The Region of Queens council voted at its regular meeting Jan. 16 to accept a request from lodge members, to relocate the cannon from in front of the lodge to Milton’s Tupper Park.
Larry Truelove has been a member of Milton’s Prince of Wales Lodge for more than 50 years. He was also on Milton’s village commission for about six years.
A few years ago, there was monument by the cemetery in Milton with the names of those who have died in the war. Only, it was hidden by brush. Truelove says he made a motion to have it moved to Tupper Park.
The motion passed, and the monument stands in the park on the west side of the Mersey River.
“I do the Remembrance Day ceremony every year here in Milton,” says Truelove.
The ceremony moves from the hall in Milton to the cenotaph.
“This cannon is laying over in front of the lodge, and it has no Masonic significance whatsoever, so I decided it might be nice if we had it down in the park to compliment the monument and the flagpole.”
Lodge members accepted the proposal.
Cannon history
Bill Cox, also a member of the Prince of Wales Lodge No. 29, talked to lodge members and collected information about the cannon from lodge members.
According to collected information, a vessel capsized close to the present-day Milford House Inn in the 1850s. Two cannons were salvaged. One was place at the corner of School and West Streets and the other at the corner of Main and Bridge in Milton, read Inglis.
As time passed, the cannon on the lodge’s property became submerged and disappeared.
“In the early 1900s, to permit the building of a lodge hall, the ground was excavated and the cannon was resurrected and placed upon a wooden platform near the boundary of Masonic property and Bridge Street,” said Inglis.

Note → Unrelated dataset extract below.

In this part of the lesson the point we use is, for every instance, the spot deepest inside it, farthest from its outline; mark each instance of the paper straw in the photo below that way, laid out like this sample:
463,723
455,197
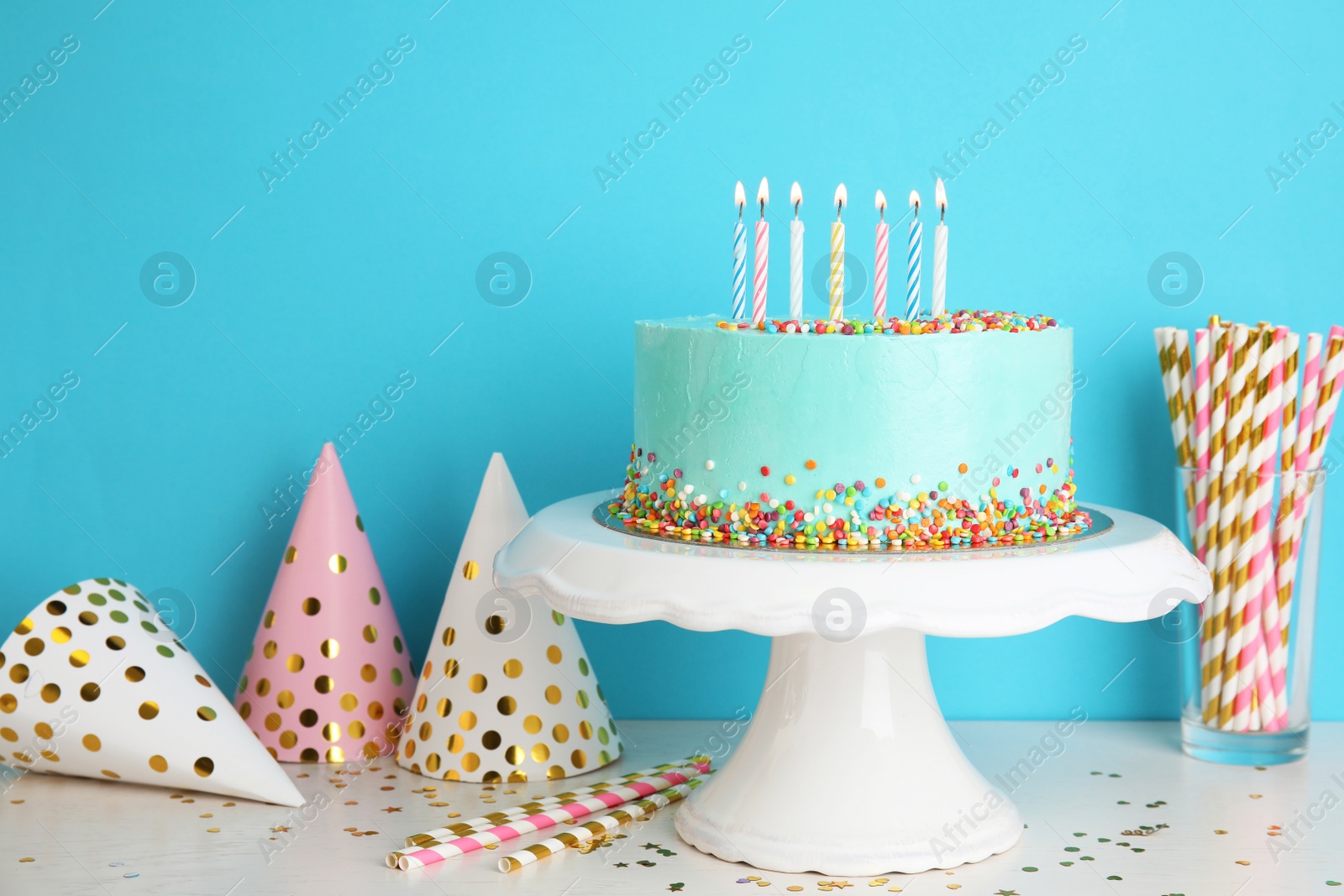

Time took its toll again, when the cannon lost its platform and became partially submerged, with its muzzle pointing up.
“It remained in this fashion for many years and became a baseline marker for surveyors,” said Inglis.
The cannon was put on a cement base in the late 1980s, and the cannon’s muzzle faced down Main Street.
Eventually, people noticed it was pointing at the Milton Baptist Church, and the cannon was shifted to point to an island adjacent to Tupper Park.
Lodge members felt the cannon had no historical attachment with the lodge would be better suited for the park, said Cox in a phone interview following the council meeting.